The orthoptic property of a parabola is that If two tangents to the parabola are perpendicular to each other, then they intersect on the directrix. Conversely, two tangents which intersect on the directrix are perpendicular. This implies that, seen from any point on its directrix, any parabola subtends a right angle.

===Hyperbolas===

The transverse axis of a hyperbola is perpendicular to the conjugate axis and to each directrix.

The product of the perpendicular distances from a point P on a hyperbola or on its conjugate hyperbola to the asymptotes is a constant independent of the location of P.
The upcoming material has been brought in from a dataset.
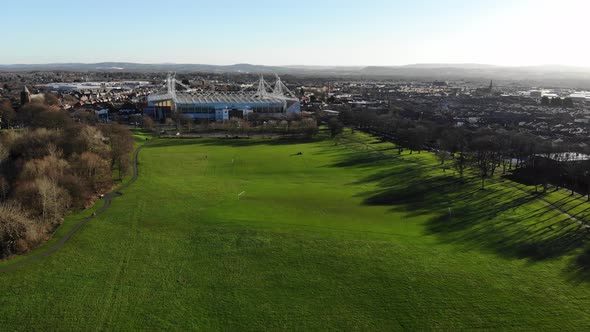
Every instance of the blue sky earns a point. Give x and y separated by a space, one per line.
320 32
A rectangular hyperbola has asymptotes that are perpendicular to each other. It has an eccentricity equal to $\sqrt{2}.$

==In polygons==

===Triangles===

The legs of a right triangle are perpendicular to each other.

The altitudes of a triangle are perpendicular to their respective bases. The perpendicular bisectors of the sides also play a prominent role in triangle geometry.

The Euler line of an isosceles triangle is perpendicular to the triangle's base.

The Droz-Farny line theorem concerns a property of two perpendicular lines intersecting at a triangle's orthocenter.

Harcourt's theorem concerns the relationship of line segments through a vertex and perpendicular to any line tangent to the triangle's incircle.

===Quadrilaterals===

In a square or other rectangle, all pairs of adjacent sides are perpendicular. A right trapezoid is a trapezoid that has two pairs of adjacent sides that are perpendicular.

Each of the four maltitudes of a quadrilateral is a perpendicular to a side through the midpoint of the opposite side.

An orthodiagonal quadrilateral is a quadrilateral whose diagonals are perpendicular. These include the square, the rhombus, and the kite. By Brahmagupta's theorem, in an orthodiagonal quadrilateral that is also cyclic, a line through the midpoint of one side and through the intersection point of the diagonals is perpendicular to the opposite side.

By van Aubel's theorem, if squares are constructed externally on the sides of a quadrilateral, the line segments connecting the centers of opposite squares are perpendicular and equal in length.

==Lines in three dimensions==

Up to three lines in three-dimensional space can be pairwise perpendicular, as exemplified by the x, y, and z axes of a three-dimensional Cartesian coordinate system.